I am new here, and this is my first question. Sorry if I am doing this wrong.
I have some DataFrames, and I need to join them based on the existence of the same ID but keeping both lines. For example:
Table A:
ID | pID | Code | Condition |
---|---|---|---|
1 | 10 | 'bl' | 'Normal' |
2 | 11 | 'bl' | 'MCI' |
3 | 12 | 'bl' | 'Normal' |
4 | 15 | 'bl' | 'EMCI' |
Table B:
ID | pID | Code | Condition |
---|---|---|---|
1 | 10 | 'm06' | 'Alzheimer' |
2 | 11 | 'm06' | 'MCI' |
4 | 15 | 'm06' | 'Alzheimer' |
5 | 16 | 'm06' | 'Normal' |
Table C:
ID | pID | Code | Condition |
---|---|---|---|
1 | 10 | 'm12' | 'Alzheimer' |
2 | 11 | 'm12' | 'MCI' |
4 | 18 | 'm12' | 'Normal' |
5 | 19 | 'm12' | 'MCI' |
The result I need with this joins the following:
Result:
ID | pID | Code | Condition |
---|---|---|---|
1 | 10 | 'bl' | 'Normal' |
2 | 10 | 'm06' | 'Alzheimer' |
3 | 10 | 'm12' | 'Alzheimer' |
4 | 11 | 'bl' | 'MCI' |
5 | 11 | 'm06' | 'MCI' |
6 | 11 | 'm12' | 'MCI' |
This is just an example, tables do not have the same size, and the field ID is the ID provided by pd.DataFrame. Is this possible to make? Can you help me?
Thank you for the time you took to read my question! Happy programming!
Edit 1:
Thanks for all your answers. @Arkadiusz answer works fine for two tables.
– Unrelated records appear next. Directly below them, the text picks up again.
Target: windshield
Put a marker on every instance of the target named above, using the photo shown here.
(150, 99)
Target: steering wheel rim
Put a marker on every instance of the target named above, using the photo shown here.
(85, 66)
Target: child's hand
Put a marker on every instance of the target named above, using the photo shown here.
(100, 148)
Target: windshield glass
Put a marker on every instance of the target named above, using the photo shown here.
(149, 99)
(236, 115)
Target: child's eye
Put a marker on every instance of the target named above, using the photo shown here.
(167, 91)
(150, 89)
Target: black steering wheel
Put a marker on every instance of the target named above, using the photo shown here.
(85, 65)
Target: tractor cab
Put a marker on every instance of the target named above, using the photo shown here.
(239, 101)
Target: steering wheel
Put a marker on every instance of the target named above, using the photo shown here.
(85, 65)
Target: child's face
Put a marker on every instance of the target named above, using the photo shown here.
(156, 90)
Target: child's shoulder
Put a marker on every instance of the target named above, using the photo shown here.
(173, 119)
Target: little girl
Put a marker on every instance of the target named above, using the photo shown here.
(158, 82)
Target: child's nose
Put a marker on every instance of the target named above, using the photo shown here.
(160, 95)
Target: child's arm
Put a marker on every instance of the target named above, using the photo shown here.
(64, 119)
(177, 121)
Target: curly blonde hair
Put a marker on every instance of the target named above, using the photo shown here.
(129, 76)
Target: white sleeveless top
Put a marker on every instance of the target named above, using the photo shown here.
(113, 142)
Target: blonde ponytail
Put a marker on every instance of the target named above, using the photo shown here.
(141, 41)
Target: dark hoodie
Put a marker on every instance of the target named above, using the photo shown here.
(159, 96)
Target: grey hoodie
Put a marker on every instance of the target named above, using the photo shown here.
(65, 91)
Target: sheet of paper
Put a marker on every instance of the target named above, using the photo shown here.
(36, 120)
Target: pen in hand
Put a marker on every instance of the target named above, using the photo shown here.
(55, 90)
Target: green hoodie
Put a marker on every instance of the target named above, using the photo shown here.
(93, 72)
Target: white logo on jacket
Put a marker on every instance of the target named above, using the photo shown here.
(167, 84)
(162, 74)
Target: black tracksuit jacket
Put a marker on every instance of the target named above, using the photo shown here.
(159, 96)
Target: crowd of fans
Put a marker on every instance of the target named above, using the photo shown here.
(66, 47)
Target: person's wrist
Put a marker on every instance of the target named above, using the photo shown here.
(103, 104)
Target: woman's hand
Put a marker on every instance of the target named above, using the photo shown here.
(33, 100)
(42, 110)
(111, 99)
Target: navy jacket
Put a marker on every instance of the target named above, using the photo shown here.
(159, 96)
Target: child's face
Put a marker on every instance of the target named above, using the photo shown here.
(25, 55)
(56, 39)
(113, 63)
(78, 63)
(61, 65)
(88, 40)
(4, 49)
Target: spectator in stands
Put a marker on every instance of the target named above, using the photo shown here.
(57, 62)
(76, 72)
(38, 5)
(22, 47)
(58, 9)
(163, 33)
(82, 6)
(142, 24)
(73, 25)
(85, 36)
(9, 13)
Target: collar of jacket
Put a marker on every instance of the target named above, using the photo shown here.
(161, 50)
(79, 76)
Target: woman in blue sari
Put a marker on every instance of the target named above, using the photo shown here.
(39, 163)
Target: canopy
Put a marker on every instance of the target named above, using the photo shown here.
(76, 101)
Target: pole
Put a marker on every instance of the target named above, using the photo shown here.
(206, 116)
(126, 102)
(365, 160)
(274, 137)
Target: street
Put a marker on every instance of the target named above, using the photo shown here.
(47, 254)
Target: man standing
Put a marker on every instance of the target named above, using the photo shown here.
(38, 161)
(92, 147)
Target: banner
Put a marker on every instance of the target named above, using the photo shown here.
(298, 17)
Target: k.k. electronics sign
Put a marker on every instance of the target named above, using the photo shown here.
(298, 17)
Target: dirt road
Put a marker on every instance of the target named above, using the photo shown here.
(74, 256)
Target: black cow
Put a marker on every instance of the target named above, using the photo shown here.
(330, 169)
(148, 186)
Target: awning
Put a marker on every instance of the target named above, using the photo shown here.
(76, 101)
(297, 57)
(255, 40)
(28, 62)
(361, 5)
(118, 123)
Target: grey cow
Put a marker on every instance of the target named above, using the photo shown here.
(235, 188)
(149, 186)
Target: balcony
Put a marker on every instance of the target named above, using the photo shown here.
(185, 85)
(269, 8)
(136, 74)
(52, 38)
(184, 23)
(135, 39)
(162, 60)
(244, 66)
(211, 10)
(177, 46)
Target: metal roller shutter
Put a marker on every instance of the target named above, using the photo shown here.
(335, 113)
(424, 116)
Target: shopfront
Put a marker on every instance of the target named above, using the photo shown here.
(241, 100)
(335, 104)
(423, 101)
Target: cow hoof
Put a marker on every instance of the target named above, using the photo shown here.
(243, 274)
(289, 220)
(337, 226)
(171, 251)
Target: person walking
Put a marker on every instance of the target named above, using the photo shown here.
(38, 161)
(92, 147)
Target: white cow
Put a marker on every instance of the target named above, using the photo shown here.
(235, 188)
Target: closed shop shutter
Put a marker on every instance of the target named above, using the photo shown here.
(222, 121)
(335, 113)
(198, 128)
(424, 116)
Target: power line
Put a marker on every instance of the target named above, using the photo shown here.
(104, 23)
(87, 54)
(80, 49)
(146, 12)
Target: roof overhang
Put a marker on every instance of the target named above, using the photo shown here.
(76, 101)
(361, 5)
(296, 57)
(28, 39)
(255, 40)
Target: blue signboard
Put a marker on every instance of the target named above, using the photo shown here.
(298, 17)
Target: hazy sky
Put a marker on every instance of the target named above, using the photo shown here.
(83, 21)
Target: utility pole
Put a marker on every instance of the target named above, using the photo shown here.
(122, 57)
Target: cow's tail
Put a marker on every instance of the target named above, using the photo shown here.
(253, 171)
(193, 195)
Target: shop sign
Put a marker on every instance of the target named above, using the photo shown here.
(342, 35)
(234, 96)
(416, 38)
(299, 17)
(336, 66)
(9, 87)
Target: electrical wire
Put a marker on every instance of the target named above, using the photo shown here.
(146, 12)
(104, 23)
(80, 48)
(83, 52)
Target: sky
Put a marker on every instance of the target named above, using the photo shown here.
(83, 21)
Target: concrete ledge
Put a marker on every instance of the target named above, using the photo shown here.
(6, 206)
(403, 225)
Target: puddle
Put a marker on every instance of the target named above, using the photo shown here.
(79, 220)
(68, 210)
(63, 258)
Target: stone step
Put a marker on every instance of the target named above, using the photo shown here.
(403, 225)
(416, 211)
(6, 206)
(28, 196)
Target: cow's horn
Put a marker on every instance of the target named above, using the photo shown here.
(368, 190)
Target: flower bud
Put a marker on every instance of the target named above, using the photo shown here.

The problem is I have multiple tables, which I need to intersect the pID.
@Arkadiusz answer: (Little modification)
Concatenate two dataframes:
out = pd.concat([df_a, df_b]).sort_values('pID')
Leave only values which are duplicated by 'pID' column:
out = out[out['pID'].duplicated(keep=False)].reset_index(drop=True)
To answer some comments, when I say tables have different size, the current dataset I am working with and the one mentioned in this problem, I am referring to the number of rows.
The field ID is purely a field created from pd.DataFrame. It can be discarded.
Edit 2:
The image 1 shows how many tables I am using. VISCODE is what I mean by code, it actually describes when was the baseline visit and visits after that. The point here is to have a dataset where a person (pID) was present on all visits. To see the evolution of the patient.
Sorry for so many edits. Again, thank you for your time reading my question!
Edit 3: Just added a third table to make my question more clear. My goal is to maximize the number of patients on a longitudinal study. For this to work, the patient must have been present to all the exams (Code).